Deux cent trente-huit milles de tramways sillonnent l’île de Montréal et convergent sur la place d’Armes. Les bureaux de direction sont à deux pas de ce point névralgique, sur la rue Craig (actuellement Saint-Antoine). Mais le véritable poste de commande de ce monopole est à quelques rues vers l’ouest, au coin de McGill et Saint-Jacques, dans des locaux situés au-dessus de la Banque des Cantons de l’Est. Dans ces bureaux se trouve la Montreal Public Service Corporation, une société de gestion créée en 1913 par J.W. McConnell et qui, malgré son nom, servait prioritairement les intérêts de McConnell et de ses partenaires.
Le public montréalais est ambivalent face à l’entreprise : il aime et hait les tramways. Au cours de l’année 1915, les 400 000 Montréalaises et Montréalais effectuent 158 576 271 voyages et le tiers de ces voyages exige une correspondance. En moyenne chaque citadin monte à bord d’un tram 517 fois pendant l’année. Les tramways sont, pour la vaste majorité de la population, leur seul moyen de transport. Ils sont lents, bruyants, chauds en été, froids en hiver et la plupart du temps bondés, mais la piètre qualité du service les rend hautement rentables. Les frais d’opération ne représentent que 57% des revenus bruts. Ainsi, seulement pour 1915, les financiers-propriétaires et les financiers-créanciers se partagent 2 397 086$, alors que le revenu annuel moyen d’une famille montréalaise est d’environ 500$. Bien sûr, la Ville reçoit une redevance de 414 000$, mais il ne faut pas oublier qu’elle est responsable du déneigement des routes, y compris de ces 238 milles de tramways.
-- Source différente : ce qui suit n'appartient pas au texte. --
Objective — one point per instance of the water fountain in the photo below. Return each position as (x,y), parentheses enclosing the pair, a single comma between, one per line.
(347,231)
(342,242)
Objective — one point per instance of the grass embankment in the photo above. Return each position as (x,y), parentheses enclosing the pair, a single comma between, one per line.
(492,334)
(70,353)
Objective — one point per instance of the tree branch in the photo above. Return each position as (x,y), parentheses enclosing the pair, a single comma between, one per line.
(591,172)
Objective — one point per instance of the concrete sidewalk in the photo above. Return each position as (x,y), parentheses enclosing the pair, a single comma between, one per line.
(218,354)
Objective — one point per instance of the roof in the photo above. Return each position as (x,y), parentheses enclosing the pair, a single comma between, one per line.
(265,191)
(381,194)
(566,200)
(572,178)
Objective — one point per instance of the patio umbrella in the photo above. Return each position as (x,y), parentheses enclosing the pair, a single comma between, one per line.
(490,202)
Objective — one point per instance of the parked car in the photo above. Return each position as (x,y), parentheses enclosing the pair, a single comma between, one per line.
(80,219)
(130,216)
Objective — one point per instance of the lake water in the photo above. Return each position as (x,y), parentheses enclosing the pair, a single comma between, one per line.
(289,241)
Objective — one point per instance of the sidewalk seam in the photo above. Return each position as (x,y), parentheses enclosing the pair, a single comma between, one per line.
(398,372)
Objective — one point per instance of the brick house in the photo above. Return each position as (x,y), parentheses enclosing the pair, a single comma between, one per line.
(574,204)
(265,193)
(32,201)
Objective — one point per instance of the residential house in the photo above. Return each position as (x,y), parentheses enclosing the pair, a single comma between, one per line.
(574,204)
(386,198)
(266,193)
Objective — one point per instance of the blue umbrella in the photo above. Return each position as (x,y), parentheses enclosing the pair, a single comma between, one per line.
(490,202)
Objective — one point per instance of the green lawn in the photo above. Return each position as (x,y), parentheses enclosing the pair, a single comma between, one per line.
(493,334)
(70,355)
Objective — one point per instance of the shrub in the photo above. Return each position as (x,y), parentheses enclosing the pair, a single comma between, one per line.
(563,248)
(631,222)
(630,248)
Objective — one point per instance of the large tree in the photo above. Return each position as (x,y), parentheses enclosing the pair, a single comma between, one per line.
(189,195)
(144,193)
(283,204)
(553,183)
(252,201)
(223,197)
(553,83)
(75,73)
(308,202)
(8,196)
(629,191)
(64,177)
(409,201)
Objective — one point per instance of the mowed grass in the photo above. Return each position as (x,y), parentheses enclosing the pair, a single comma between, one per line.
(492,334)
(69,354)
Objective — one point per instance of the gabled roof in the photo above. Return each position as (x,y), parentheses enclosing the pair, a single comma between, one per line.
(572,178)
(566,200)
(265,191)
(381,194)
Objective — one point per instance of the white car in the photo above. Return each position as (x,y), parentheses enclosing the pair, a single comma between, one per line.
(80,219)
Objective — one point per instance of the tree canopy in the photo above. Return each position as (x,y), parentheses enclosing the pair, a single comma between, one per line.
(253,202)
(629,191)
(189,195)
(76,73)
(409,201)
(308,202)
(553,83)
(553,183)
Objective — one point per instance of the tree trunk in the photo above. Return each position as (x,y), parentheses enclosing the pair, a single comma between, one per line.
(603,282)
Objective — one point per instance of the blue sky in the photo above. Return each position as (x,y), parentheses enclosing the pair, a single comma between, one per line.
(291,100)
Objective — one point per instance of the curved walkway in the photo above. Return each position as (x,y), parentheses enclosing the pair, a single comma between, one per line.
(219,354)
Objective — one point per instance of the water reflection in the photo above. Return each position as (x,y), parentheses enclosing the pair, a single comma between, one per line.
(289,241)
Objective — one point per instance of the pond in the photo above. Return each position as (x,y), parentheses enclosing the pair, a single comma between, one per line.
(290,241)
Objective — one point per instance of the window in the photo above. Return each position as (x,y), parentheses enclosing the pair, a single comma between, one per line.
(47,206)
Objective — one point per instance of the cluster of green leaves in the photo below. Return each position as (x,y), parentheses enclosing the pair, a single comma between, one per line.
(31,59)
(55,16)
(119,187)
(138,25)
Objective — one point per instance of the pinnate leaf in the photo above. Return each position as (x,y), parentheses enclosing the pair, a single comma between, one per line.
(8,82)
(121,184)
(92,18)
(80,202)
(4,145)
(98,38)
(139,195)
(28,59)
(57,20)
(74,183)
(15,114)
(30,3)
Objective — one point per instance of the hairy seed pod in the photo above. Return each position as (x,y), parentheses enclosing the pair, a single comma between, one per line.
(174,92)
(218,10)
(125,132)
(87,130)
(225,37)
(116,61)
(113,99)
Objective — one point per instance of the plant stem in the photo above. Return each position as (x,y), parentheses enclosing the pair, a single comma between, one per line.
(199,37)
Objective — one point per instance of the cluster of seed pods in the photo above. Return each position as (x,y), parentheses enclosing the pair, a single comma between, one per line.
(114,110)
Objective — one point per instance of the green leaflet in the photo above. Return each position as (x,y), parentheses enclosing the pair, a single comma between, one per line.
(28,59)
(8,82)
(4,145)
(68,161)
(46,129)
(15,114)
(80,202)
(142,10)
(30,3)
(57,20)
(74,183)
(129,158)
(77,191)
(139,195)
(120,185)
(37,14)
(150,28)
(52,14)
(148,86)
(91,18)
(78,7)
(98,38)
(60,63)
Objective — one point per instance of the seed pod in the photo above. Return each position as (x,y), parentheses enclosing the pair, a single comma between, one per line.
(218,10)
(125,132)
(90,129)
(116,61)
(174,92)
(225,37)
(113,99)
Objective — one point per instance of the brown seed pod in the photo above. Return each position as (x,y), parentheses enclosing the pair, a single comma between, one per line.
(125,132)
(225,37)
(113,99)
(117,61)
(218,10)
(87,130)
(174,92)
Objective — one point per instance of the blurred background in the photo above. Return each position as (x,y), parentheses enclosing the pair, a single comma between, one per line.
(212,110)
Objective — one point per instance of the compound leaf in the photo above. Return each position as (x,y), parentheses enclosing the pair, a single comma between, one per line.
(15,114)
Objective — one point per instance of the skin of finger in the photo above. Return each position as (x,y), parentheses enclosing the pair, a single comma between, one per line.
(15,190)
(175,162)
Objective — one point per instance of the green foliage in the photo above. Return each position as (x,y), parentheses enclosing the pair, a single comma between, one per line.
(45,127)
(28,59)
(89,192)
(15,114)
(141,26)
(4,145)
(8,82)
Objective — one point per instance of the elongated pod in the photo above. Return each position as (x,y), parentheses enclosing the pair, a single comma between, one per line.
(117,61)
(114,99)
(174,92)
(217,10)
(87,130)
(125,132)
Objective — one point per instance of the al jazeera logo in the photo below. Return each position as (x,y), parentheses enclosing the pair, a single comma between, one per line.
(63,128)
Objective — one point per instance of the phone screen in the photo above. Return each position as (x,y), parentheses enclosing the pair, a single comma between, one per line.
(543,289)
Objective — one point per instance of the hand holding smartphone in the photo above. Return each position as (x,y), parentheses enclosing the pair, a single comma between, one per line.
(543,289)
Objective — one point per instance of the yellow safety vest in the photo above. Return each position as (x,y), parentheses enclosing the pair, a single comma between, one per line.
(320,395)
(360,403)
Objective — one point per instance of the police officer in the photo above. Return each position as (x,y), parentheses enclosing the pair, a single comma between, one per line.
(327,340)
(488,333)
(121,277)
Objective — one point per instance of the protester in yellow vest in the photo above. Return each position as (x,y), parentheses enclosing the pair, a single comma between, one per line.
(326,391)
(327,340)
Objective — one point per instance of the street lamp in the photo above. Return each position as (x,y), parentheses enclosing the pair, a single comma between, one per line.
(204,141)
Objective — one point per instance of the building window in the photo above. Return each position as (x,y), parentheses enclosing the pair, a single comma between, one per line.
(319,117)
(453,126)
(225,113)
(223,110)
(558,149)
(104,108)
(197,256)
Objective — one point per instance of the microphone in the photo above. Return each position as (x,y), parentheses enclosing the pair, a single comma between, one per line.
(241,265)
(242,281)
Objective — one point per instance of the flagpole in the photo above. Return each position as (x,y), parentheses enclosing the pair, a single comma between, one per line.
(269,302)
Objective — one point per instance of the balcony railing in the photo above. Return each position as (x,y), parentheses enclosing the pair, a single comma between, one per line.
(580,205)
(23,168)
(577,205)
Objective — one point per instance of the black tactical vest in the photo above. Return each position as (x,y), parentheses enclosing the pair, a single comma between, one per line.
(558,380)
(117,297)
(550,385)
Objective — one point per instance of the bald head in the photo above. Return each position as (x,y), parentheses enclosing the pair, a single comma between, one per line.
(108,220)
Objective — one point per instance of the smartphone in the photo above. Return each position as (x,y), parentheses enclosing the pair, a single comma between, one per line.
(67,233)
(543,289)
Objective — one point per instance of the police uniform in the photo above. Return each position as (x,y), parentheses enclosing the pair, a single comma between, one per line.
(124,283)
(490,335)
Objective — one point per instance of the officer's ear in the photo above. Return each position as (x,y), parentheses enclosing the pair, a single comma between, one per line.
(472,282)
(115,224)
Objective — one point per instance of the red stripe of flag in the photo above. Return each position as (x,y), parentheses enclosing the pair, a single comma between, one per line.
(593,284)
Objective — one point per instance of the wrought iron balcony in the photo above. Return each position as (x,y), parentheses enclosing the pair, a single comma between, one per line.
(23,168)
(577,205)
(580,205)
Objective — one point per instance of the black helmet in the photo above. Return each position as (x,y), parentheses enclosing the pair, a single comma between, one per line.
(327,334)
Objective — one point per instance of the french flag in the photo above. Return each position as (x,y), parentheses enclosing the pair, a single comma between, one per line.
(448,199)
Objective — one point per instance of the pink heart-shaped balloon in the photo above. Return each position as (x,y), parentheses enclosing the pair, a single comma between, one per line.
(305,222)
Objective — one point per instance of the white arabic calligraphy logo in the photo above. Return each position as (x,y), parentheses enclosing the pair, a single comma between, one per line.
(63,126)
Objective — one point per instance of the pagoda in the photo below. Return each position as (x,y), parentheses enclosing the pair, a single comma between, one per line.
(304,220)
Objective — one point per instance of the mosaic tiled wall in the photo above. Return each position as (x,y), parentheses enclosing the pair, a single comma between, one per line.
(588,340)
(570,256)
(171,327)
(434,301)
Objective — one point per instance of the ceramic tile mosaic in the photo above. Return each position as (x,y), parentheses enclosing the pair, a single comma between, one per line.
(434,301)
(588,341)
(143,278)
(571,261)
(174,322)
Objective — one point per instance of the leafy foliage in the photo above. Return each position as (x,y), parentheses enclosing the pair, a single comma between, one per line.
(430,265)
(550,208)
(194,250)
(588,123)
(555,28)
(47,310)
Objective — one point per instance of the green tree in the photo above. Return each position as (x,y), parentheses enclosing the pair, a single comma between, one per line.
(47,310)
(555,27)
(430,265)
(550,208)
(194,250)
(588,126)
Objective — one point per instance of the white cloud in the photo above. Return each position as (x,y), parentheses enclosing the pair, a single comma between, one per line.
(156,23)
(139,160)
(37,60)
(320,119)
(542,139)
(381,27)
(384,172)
Les tramways montréalais suivront la même route que partout en Amérique du Nord. Après la Deuxième Guerre mondiale, avec la croissance des banlieues et du parc automobile, le transport en commun deviendra plus coûteux et, en conséquence, moins rentable. La bourgeoisie laissera aux municipalités le soin de gérer ce service. Dans le cas montréalais, le transfert s’effectuera au début des années 1950. Maintenant sur la place d’Armes, là où autrefois des dizaines de milliers de gens prenaient leur tram, on invite les touristes à monter à bord d’une calèche.